本发明公开了一种优化后适用于大肠杆菌表达的3‑氯邻苯二酚降解基因簇及其应用。该基因簇包含四个相关基因,每个基因都由独立的T7启动子和终止子控制,其核苷酸序列分别如SEQ ID No 1、SEQ ID No 2、SEQ ID No 3和SEQ ID No 4所示,其编码的蛋白质的氨基酸序列分别如SEQ ID No 5、SEQ ID No 6、SEQ ID No 7和SEQ ID No 8所示。本发明优化合成的基因能够在大肠杆菌中成功表达,发现阳性株系不仅能够降解3‑氯邻苯二酚,还可以降解邻苯二酚和4‑氯邻苯二酚,因此本发明所优化的基因簇可用于制备降解3‑氯邻苯二酚、邻苯二酚和4‑氯邻苯二酚的微生物。

Description

3-氯邻苯二酚降解基因簇的优化重组与应用
技术领域
本发明属于基因工程领域,具体涉及结构优化的、包含3-氯邻苯二酚降解相关四个基因的基因簇序列。
背景技术
随着社会的不断进步和工农业的飞速发展,有机污染物在土壤中的含量急剧上升,它们大多具有“致癌、致畸、致突变”作用,严重危及到了人类的生存环境。上海地区随着产业结构的升级,工业企业搬迁后腾出的土地是有机污染的重点区域,同时,固体废物的堆放倾倒、有害废水向土壤中的渗透及污水灌溉也是造成土壤有机污染的重要来源。因此,如何有效清除环境中存在的有机污染物已经成为急需解决的问题。
氯代芳香族化合物广泛应用于生产和生活的方方面面。酚类化合物是煤、石油等化工业排放的一类重要污染物,特别是氯代酚类常做为防腐剂、防锈剂、杀菌剂等应用。氯代苯类化合物在农药、制药、染料、溶剂等生产中广泛存在,它们能够通过食物链进入人体,对人的肝脏、肾脏和神经系统造成损害。微生物是生态循环中的分解者,并且具有极强的适应性,其中很多能够降解氯代芳香族化合物并以这些物质为碳源和能源生长。通过研究发现,许多氯代芳香族化合物的降解都能够先通过不同的代谢途径转化为3-氯邻苯二酚或4-氯邻苯二酚,再经过相同或相似的途径打开苯环,最终为微生物所利用。例如,有研究发现,一种红球菌(Rhodococcus opacus 1CP)对2-氯苯酚的降解就是通过先将其转化为3-氯邻苯二酚后再通过开环并最终利用的(Journal of Bacteriology, 184 (2002): 5282-5292)。

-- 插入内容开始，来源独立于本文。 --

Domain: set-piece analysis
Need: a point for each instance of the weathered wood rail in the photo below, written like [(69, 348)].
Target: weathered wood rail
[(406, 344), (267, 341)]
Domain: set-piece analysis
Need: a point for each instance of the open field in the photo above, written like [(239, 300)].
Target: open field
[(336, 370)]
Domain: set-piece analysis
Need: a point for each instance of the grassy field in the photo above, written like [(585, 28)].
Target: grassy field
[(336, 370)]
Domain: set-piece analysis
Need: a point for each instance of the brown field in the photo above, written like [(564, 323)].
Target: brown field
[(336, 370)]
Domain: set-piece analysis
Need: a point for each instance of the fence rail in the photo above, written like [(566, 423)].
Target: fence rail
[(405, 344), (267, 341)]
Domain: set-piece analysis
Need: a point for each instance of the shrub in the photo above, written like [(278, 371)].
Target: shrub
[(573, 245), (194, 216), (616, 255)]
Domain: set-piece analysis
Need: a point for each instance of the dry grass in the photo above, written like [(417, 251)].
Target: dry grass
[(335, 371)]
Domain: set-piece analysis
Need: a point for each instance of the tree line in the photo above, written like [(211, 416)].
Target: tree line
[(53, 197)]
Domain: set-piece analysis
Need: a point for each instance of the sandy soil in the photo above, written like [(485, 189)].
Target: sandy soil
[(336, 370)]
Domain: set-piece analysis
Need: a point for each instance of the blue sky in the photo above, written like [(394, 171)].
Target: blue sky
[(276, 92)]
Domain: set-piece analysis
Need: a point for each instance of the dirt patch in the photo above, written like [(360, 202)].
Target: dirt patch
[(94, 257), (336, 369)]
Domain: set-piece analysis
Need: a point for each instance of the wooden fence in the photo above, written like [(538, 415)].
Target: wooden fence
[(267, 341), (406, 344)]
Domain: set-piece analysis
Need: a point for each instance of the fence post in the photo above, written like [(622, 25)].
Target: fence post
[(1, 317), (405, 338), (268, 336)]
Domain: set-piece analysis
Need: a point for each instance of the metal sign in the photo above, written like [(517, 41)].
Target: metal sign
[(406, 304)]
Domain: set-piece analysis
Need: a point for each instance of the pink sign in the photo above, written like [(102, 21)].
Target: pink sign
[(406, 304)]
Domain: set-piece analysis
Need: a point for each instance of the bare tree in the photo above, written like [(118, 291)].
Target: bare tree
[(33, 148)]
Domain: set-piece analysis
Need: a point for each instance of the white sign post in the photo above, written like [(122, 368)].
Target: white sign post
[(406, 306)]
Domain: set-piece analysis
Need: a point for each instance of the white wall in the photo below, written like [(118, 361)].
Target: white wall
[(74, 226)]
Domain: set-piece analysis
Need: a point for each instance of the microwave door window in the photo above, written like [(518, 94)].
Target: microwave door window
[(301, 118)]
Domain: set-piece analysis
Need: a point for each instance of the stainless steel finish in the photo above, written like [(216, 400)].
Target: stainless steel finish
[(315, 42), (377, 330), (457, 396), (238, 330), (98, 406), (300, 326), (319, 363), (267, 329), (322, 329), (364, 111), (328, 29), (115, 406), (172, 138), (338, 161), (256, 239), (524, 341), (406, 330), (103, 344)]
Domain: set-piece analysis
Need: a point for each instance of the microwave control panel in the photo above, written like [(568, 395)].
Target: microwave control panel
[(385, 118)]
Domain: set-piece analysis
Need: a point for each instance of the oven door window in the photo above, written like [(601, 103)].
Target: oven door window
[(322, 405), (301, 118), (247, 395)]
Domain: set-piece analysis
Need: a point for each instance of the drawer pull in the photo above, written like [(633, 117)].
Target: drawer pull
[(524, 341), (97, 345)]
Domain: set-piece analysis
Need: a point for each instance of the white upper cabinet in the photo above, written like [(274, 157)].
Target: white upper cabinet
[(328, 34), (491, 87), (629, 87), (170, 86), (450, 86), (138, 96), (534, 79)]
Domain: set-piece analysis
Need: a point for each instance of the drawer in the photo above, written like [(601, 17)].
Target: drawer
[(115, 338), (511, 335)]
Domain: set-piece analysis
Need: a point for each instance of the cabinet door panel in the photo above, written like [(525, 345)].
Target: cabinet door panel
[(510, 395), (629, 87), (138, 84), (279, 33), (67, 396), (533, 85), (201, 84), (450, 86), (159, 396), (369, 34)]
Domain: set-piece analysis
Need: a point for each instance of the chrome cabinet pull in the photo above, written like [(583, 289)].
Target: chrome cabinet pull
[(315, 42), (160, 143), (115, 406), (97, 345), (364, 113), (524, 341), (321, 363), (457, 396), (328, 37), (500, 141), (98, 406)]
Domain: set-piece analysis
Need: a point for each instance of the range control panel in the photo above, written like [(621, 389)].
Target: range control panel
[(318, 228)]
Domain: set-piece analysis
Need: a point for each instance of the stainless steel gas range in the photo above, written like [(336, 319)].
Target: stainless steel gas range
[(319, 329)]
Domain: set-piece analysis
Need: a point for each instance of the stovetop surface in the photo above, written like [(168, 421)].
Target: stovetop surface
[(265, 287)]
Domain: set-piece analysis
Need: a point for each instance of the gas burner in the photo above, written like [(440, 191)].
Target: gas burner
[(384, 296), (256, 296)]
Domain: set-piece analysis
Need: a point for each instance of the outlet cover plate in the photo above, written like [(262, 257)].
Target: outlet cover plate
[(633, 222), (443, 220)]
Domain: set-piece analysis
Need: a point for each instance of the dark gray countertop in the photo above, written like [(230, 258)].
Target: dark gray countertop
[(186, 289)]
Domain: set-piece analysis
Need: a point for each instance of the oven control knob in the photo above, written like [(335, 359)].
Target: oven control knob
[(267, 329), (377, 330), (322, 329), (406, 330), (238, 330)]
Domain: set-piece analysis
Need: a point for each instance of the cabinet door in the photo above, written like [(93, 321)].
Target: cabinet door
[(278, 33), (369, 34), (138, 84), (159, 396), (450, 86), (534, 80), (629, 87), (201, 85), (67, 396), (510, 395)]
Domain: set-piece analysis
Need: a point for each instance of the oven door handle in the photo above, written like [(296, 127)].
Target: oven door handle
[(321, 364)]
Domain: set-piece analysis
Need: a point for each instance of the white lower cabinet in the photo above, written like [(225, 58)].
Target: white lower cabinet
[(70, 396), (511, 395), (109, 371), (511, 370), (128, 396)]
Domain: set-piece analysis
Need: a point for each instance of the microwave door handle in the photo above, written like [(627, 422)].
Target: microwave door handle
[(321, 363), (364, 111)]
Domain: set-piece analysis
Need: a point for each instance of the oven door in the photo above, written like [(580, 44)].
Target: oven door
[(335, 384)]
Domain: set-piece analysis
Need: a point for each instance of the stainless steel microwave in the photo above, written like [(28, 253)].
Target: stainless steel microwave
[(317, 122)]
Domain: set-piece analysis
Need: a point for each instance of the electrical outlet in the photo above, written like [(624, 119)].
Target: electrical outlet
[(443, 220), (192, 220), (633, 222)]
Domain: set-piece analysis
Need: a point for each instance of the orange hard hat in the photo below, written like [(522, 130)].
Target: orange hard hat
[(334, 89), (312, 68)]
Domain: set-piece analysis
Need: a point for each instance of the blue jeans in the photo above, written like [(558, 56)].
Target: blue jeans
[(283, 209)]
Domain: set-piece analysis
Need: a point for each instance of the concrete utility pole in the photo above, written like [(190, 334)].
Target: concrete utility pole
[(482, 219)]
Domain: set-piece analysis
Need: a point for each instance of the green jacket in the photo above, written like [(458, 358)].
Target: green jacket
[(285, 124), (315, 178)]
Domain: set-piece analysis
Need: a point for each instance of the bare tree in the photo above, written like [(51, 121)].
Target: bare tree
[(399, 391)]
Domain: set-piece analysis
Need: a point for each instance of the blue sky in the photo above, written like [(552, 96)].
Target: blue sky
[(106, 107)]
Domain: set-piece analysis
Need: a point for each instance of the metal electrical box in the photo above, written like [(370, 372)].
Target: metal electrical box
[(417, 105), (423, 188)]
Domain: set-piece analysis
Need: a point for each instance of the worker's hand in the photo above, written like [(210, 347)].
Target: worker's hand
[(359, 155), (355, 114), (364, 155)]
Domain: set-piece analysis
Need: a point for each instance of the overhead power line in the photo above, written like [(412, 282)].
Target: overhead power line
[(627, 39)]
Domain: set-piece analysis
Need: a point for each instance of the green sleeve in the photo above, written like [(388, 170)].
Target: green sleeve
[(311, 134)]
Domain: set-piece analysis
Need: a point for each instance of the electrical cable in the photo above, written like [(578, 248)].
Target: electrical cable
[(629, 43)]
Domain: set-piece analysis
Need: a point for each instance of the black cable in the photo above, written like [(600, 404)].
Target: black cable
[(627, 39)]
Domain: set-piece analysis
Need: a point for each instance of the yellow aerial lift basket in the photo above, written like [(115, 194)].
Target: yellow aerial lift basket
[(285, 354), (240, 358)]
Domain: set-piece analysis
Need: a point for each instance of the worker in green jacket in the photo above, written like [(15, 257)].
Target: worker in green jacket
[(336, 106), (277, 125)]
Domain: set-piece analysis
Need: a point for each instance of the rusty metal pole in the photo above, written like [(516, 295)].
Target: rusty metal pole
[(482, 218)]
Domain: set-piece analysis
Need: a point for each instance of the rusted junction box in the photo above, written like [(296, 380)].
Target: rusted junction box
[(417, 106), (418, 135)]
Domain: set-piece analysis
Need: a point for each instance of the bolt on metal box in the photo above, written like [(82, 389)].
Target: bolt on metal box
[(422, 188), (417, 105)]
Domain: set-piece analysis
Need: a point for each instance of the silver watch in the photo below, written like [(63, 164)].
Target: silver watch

生物修复是一种极具潜力污染修复方式,但目前可供利用的微生物还十分有限,且难以适应不同环境条件下的应用需求。因此,如果我们能够通过生物技术手段,有目的的赋予目标生物污染物降解的能力,将极大的拓展可供利用的生物范围、促进生物修复的广泛应用,为生态环境的保护与修复提供技术支持。
发明内容
本发明所要解决的技术问题在于提供能够在大肠杆菌中表达的3-氯邻苯二酚降解相关四个基因:clcA: 氯代邻苯二酚1,2双加氧酶、clcB: 氯代氯粘康酸环异构酶、clcD:编码二烯内酯水解酶、clcE: 编码二烯内酯水解酶,3-氯邻苯二酚经过连续四步酶促反应生成β-酮己二酸。
基于Pseudomonas putida菌原始转座子(AJ617740.2),该转座子全长105032bp,其中包含多个结构基因和大量未知功能的开放阅读框。本发明所涉及的四个基因成簇存在,该段序列还包含了一个转录调节因子基因和一个未知功能的开放阅读框。本发明针对四个结构基因:clcAclcBclcDclcE进行基因结构优化与重组,并分别为每个基因连接上独立的T7启动子和终止子调控其表达。对编码区基因结构的优化遵循以下原则:(一)优化基因密码子,提高基因翻译效率。(二)消除基因内部的常用限制性内切酶的识别位点,便于表达盒构建。(三)消除逆向重复序列、茎环结构和转录终止信号,使基因内部的GC/AT均衡,提高RNA的稳定性。(四)使基因编码蛋白符合N端原则,以提高翻译蛋白的稳定性。(五)优化mRNA二级结构自由能,以提高基因表达效率。
所述经优化的3-氯邻苯二酚降解相关四个基因的核苷酸序列如SEQ ID No 1、SEQID No 2、SEQ ID No 3和SEQ ID No 4所示。每个基因两端分别边上T7启动子与终止子,完整序列两端分别连接EcoRⅠ和HindⅢ酶切位点,全长序列由生工生物工程(上海)有限公司合成。
将合成的基因片段经EcoRⅠ和Hind Ⅲ双酶切后,连入相同酶切的载体pET-28a,得到重组质粒pET-clc(参见图1),并将其转化大肠杆菌BL21(DE3),得到阳性株系。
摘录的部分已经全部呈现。